Mas a minha mensagem é de esperança e nós temos um trunfo: o azeite. Poucos países se podem orgulhar de produzir sistematicamente azeite de qualidade. Azeite que é a base de uma alimentação saudável e equilibrada. Um pastel de nata ao lanche também ajuda mas a base tem de ser o azeite! Obviamente, muitas vezes, estamos com “os azeites” mas até isso é positivo. Falta-nos rumo, direcção, vontade e bom-senso. Só isso.

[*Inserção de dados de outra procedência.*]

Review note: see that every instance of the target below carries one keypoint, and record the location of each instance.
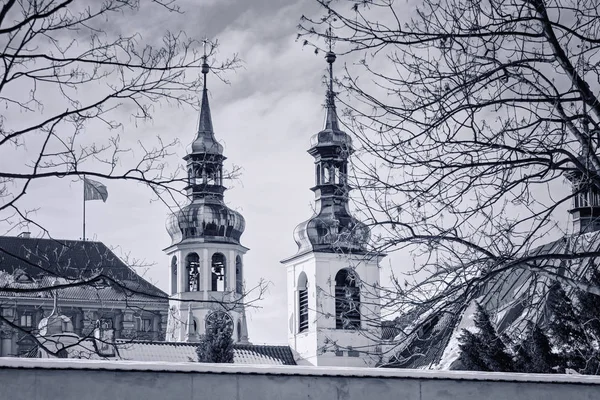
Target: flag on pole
(94, 190)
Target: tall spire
(205, 125)
(205, 141)
(331, 121)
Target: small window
(26, 320)
(302, 303)
(147, 325)
(347, 300)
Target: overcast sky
(264, 118)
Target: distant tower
(205, 251)
(333, 309)
(586, 200)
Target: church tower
(586, 199)
(332, 281)
(206, 277)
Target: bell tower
(206, 267)
(586, 198)
(332, 281)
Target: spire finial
(205, 124)
(205, 67)
(331, 118)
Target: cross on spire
(331, 121)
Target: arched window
(239, 277)
(192, 265)
(218, 273)
(347, 300)
(174, 275)
(302, 302)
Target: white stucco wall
(35, 379)
(200, 300)
(315, 346)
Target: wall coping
(206, 368)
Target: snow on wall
(207, 368)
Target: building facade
(95, 288)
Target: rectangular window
(347, 307)
(147, 325)
(303, 310)
(26, 320)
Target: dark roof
(513, 298)
(137, 350)
(40, 260)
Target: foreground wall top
(206, 368)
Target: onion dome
(205, 219)
(332, 228)
(332, 233)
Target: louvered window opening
(303, 311)
(347, 307)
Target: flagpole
(84, 208)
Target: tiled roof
(186, 352)
(505, 298)
(44, 260)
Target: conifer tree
(566, 329)
(216, 346)
(484, 350)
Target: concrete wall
(34, 379)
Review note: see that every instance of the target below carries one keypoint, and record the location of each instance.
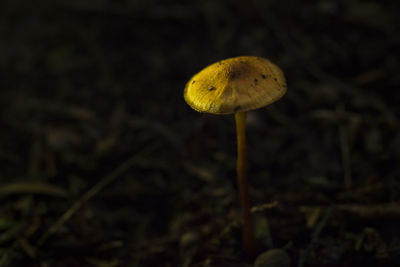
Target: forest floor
(103, 164)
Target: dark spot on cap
(234, 74)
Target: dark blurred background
(102, 163)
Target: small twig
(315, 235)
(86, 197)
(344, 147)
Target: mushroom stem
(249, 242)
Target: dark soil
(103, 164)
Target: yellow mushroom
(235, 86)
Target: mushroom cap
(235, 85)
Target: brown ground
(103, 164)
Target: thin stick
(249, 242)
(105, 181)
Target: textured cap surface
(235, 85)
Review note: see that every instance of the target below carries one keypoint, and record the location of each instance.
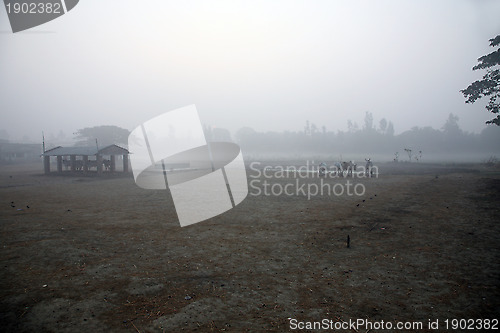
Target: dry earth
(101, 254)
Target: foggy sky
(268, 65)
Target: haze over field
(267, 65)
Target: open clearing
(101, 254)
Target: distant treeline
(372, 139)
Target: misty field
(97, 254)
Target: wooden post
(125, 163)
(59, 163)
(85, 163)
(46, 164)
(99, 163)
(112, 163)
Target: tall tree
(489, 85)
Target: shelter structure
(85, 158)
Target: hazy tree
(352, 126)
(390, 129)
(451, 128)
(314, 129)
(489, 85)
(221, 134)
(383, 125)
(409, 152)
(368, 121)
(245, 133)
(105, 135)
(307, 128)
(4, 135)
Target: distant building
(84, 159)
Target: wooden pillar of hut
(99, 163)
(46, 164)
(125, 163)
(112, 163)
(85, 163)
(59, 163)
(72, 159)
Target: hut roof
(64, 151)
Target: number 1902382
(34, 8)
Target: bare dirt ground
(101, 254)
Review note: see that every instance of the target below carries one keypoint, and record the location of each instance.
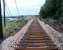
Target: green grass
(11, 25)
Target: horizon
(22, 7)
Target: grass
(11, 25)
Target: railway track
(37, 39)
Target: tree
(1, 31)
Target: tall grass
(11, 25)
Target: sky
(22, 7)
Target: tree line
(52, 9)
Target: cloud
(24, 7)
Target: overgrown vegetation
(52, 9)
(13, 24)
(52, 13)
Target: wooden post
(1, 31)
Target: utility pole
(1, 29)
(4, 12)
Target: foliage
(11, 25)
(52, 9)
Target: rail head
(12, 42)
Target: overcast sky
(23, 7)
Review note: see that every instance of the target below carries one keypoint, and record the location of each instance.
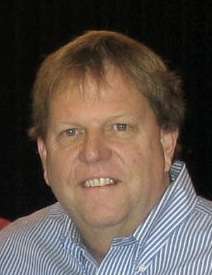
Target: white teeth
(99, 182)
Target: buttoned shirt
(175, 239)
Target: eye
(71, 132)
(121, 127)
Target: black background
(180, 31)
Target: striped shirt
(175, 239)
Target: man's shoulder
(201, 218)
(31, 226)
(204, 207)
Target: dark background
(179, 30)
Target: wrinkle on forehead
(92, 86)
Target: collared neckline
(176, 204)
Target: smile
(98, 182)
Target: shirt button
(142, 268)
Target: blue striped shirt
(175, 239)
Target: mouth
(99, 182)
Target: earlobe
(168, 141)
(43, 156)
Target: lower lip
(104, 187)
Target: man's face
(105, 157)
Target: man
(106, 117)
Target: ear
(43, 156)
(168, 142)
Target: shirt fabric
(175, 239)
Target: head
(91, 54)
(106, 112)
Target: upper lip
(98, 177)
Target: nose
(94, 148)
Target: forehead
(110, 96)
(95, 86)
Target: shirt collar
(176, 204)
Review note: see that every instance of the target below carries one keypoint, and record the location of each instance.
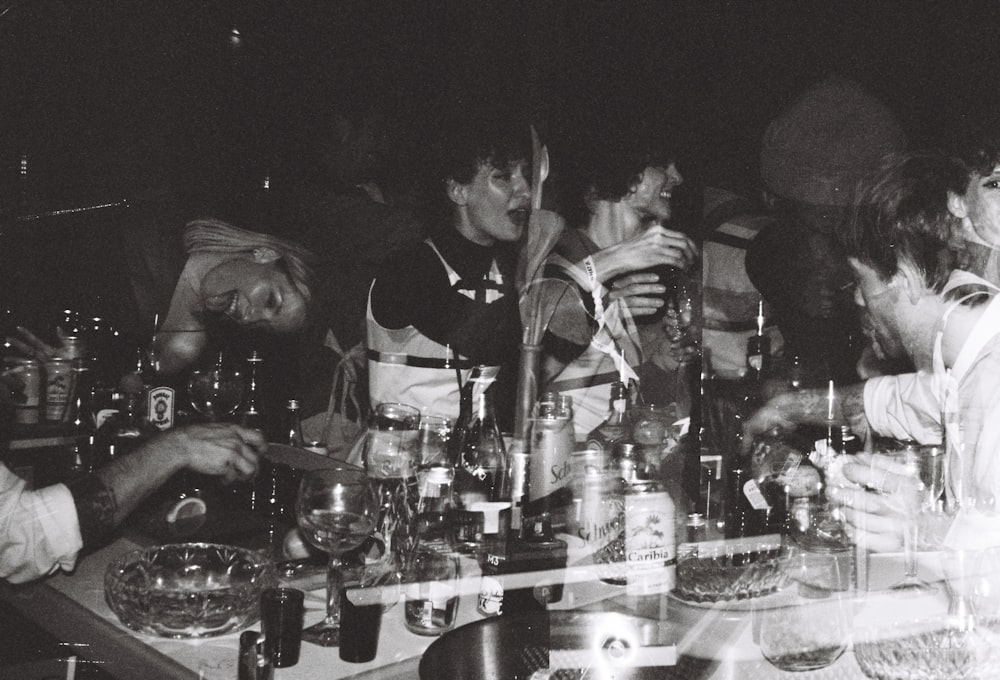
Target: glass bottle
(251, 414)
(746, 508)
(161, 398)
(481, 465)
(431, 570)
(552, 445)
(125, 430)
(291, 432)
(603, 437)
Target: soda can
(60, 380)
(27, 371)
(650, 549)
(74, 348)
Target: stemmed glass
(217, 391)
(926, 463)
(336, 510)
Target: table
(72, 607)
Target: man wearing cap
(812, 157)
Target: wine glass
(336, 510)
(215, 392)
(927, 464)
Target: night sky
(108, 97)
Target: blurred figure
(593, 337)
(946, 322)
(45, 529)
(812, 156)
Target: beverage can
(59, 389)
(27, 371)
(160, 407)
(650, 550)
(74, 347)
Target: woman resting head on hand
(255, 280)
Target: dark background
(106, 99)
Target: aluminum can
(74, 348)
(629, 462)
(28, 372)
(650, 548)
(60, 389)
(601, 508)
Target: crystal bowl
(931, 649)
(188, 590)
(723, 571)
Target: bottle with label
(161, 397)
(291, 431)
(431, 570)
(552, 446)
(481, 466)
(603, 438)
(482, 490)
(125, 430)
(745, 506)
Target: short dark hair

Ao longo da última década (e mais um pouco) temos vindo a produzir azeite de excelente qualidade que não tem sido aproveitado porque, infelizmente, os “azeiteiros” são retrógrados, verdadeiros “velhos do Restelo”. É uma questão de mentalidade e isso demora algum tempo a mudar. Estamos a melhorar e a colheita está a amadurecer. Não temos de ser alemães ou escandinavos. Podemos ocasionalmente comer uma salsicha, um “schnitzel” ou um “smorgasboard” mas devemos é ter a preocupação de refinar o azeite.

Programas como o Inov Contacto são importantes para criarmos uma nova geração de “azeiteiros”, não apenas copiar o que vemos “lá fora” mas descobrirmos o nosso próprio caminho. Ou melhor, redescobrirmos, o nosso caminho. Nesse aspecto, parece-me que os gregos estão ligeiramente mais adiantados do que nós.

O meu apelo final é para que, neste processo, não se desvirtue a essência de Portugal, o azeite, que é tão português como grego.

3 comentários:

Simãozinho, o Bife disse...

Nota 20 Luzio. Passado com distinção ;)

Aquele abraço

Unknown disse...

Muito bom mesmo!

Eu diria 21! :)

Abraço!

Guillaume Riflet disse...

Um dos principais problemas de Portugal e (quiçá?) da Grécia, é esta super-identidade que o "Horto Magiko" tão bem glorifica. Os portugueses são demasiado iguais de entre Fado, Fátima e Futebol (e bigodes à Toni). Os U.S. e a França são países com uma diversidade étnica e cultural muito grande. A Espanha tem n regiões antagonistas. O Reino-Unido tem n reinos. Enquanto classificarmos com esta precisão minuciosa e verídica (suspiro) o "ser português", não há safa. Porquê? Falta de diferença! Falta de querer ser, fazer e pensar diferente! Apostar no azeite? Mas concerteza. (Desculpem interromper mas vi este post partilhado no google reader e não resisti mandar este bitaite).